For a sample spark df:
sdf = ({'id_col': [25, 13, 15],
'x2': ['b', None, '2'],
'x3': [None, '0', '3'] })
which I would to have:
sdf = ({'id_col': [25, 13, 15],
'x2': [1, 0, 1],
'x3': [0, 1, 1] })
replace all null with 0, and notnull with 1.
Following the syntax from: Filling not null values as 1 in pyspark dataframe. it went trough all the columns of the sdf. For my case, I need to keep the values of id_col as is but replace with 1 and 0 on cols x2 and x3.
I initially tried the following:
I put the x2 and x3 cols in a list:
list = ['x2','x3']
then applied this:
col_selection = [when(col(c).isNull(),0).otherwise(1).alias(c) for c in sdf[[list]].columns]
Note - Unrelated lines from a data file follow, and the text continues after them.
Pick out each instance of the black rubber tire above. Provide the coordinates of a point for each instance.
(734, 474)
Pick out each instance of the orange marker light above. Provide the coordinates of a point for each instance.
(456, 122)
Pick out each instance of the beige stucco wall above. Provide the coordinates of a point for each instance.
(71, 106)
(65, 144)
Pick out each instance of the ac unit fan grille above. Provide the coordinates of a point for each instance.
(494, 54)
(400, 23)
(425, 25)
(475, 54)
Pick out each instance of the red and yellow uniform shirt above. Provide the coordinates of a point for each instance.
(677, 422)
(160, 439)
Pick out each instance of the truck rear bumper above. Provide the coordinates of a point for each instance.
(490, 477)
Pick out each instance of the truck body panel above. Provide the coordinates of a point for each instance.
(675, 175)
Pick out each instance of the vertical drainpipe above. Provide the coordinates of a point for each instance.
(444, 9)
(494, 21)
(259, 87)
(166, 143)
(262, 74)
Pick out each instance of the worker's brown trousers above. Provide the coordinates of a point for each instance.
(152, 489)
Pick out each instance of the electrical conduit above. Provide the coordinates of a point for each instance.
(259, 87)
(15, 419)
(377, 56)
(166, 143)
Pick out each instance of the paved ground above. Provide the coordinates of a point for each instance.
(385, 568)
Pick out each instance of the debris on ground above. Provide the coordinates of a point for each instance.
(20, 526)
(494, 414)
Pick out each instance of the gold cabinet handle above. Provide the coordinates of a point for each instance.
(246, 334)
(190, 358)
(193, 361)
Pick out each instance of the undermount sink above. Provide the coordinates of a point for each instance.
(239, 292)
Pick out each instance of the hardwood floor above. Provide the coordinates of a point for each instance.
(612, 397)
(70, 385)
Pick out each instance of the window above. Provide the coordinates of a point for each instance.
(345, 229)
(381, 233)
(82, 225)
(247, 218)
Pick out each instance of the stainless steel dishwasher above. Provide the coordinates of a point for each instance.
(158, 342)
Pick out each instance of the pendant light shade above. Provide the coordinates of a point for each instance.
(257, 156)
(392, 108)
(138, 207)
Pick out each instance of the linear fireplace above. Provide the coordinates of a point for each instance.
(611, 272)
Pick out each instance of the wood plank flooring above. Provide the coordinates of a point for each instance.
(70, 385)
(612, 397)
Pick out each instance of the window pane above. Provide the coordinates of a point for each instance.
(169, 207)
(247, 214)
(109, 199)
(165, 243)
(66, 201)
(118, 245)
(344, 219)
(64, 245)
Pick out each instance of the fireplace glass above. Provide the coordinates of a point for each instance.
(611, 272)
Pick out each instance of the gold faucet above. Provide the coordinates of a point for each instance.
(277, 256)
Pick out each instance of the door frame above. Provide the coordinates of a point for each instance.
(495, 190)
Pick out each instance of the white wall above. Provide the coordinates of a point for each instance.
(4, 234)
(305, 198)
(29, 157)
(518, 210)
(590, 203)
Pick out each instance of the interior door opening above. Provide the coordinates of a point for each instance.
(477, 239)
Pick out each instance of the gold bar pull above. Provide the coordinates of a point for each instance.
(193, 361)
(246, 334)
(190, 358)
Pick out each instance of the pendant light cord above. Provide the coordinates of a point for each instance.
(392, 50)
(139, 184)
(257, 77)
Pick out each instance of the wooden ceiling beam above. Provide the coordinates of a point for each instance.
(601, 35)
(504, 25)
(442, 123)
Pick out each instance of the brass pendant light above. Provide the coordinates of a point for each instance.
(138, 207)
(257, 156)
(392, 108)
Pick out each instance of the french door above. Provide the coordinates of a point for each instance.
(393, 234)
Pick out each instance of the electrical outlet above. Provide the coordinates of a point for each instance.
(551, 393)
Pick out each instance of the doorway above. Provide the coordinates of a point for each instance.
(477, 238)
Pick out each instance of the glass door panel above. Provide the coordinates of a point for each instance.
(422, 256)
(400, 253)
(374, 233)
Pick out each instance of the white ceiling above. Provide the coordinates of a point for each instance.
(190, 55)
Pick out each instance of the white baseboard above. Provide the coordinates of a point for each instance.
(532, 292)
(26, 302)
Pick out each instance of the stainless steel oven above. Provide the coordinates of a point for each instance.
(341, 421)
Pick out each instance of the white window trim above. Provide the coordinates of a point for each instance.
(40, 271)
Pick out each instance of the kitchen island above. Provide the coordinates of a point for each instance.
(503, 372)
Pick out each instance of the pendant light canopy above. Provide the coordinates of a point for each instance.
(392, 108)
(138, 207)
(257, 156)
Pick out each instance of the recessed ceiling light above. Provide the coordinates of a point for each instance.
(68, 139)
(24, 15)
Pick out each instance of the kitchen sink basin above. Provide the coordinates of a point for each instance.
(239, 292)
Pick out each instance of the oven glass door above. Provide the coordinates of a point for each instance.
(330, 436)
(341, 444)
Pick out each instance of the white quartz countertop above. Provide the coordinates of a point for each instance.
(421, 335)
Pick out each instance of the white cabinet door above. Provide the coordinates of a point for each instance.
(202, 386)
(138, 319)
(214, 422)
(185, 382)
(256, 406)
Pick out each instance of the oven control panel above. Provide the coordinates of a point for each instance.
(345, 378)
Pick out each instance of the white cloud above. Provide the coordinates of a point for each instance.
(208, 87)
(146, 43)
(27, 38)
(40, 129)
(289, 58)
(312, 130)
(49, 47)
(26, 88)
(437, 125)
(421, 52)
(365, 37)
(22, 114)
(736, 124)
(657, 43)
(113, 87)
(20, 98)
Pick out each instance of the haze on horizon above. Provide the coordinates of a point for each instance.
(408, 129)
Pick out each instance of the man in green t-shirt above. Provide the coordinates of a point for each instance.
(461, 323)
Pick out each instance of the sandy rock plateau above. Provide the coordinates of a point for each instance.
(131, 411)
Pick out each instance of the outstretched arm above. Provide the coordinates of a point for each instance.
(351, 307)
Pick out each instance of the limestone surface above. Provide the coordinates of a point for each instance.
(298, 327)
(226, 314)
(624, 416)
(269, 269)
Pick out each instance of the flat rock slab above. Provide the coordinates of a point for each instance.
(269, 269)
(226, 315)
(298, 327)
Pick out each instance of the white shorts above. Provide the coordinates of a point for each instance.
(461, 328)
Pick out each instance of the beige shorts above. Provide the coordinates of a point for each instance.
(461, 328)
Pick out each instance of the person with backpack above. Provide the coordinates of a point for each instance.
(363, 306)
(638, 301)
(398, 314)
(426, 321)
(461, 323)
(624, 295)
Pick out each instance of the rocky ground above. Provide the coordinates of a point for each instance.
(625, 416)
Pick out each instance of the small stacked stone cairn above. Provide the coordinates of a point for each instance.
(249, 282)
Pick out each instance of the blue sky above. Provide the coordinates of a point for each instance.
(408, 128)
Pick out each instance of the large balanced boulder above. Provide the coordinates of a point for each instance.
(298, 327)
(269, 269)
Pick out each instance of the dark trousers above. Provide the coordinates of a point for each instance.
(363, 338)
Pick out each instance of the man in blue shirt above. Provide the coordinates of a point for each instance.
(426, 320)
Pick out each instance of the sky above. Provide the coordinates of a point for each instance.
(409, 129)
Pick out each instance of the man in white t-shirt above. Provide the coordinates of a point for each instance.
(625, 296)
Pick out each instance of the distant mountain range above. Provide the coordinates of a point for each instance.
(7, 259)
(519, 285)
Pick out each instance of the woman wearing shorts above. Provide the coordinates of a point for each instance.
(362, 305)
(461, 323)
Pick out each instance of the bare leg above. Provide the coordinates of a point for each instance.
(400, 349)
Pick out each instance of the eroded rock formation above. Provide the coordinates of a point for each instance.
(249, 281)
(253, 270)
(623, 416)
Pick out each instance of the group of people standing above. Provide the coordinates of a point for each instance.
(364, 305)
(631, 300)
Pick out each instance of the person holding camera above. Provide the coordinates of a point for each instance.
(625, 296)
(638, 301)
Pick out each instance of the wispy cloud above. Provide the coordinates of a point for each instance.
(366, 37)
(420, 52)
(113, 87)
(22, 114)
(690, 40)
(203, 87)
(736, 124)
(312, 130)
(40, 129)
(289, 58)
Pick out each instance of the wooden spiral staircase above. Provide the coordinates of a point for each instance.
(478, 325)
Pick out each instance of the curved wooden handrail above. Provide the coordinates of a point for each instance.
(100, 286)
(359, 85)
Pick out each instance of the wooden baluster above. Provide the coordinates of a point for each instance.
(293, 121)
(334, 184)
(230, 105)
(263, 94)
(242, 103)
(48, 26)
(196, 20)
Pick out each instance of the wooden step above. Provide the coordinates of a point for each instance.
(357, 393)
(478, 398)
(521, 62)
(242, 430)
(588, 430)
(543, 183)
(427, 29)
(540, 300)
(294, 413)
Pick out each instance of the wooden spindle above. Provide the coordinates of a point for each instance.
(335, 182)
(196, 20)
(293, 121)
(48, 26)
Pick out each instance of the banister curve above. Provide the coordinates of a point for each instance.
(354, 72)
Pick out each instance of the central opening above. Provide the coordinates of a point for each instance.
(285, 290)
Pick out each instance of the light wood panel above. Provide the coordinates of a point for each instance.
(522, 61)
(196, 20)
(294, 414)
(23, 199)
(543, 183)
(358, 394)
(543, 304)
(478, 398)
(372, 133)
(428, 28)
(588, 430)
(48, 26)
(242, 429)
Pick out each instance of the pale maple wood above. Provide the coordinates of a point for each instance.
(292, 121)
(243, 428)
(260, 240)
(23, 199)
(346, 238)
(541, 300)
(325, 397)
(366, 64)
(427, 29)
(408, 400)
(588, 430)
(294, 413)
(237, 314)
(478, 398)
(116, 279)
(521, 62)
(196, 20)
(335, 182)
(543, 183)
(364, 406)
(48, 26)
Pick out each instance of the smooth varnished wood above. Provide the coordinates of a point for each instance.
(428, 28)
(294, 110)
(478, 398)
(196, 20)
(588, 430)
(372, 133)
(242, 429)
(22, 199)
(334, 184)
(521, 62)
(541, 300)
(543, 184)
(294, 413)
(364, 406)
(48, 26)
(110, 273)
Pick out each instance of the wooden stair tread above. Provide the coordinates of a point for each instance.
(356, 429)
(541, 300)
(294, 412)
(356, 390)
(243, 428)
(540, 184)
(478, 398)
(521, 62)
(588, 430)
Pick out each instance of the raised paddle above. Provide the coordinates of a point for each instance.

I get the intended 0s and 1s, but I only get the x2 and x3 columns. When I called the sdf, the changes did not happen. If I have 17 columns to go through in a 25-column sdf, can you guide me on how to apply the for loop on only the 17 columns?
Thanks
CodePudding user response:
If possible to do one by one
from pyspark.sql import functions as F
import pandas as pd
sdf = pd.DataFrame({'id_col': [25, 13, 15],
'x2': ['b', None, '2'],
'x3': [None, '0', '3'] })
sdf=spark.createDataFrame(sdf)
sdf.withColumns({"x2":F.when(F.col("x2").isNull(),0).otherwise(1),"x3":F.when(F.col("x3").isNull(),0).otherwise(1)}).show()
#output
------ --- ---
|id_col| x2| x3|
------ --- ---
| 25| 1| 0|
| 13| 0| 1|
| 15| 1| 1|
------ --- ---
Note-withColumns is only available in spark version >= 3.3.0
To do in loop
lis=['x2','x3']
for a in lis:
sdf=sdf.withColumn(f"{a}",F.when(F.col(f"{a}").isNull(),0).otherwise(1))
sdf.show()
#output
------ --- ---
|id_col| x2| x3|
------ --- ---
| 25| 1| 0|
| 13| 0| 1|
| 15| 1| 1|
------ --- ---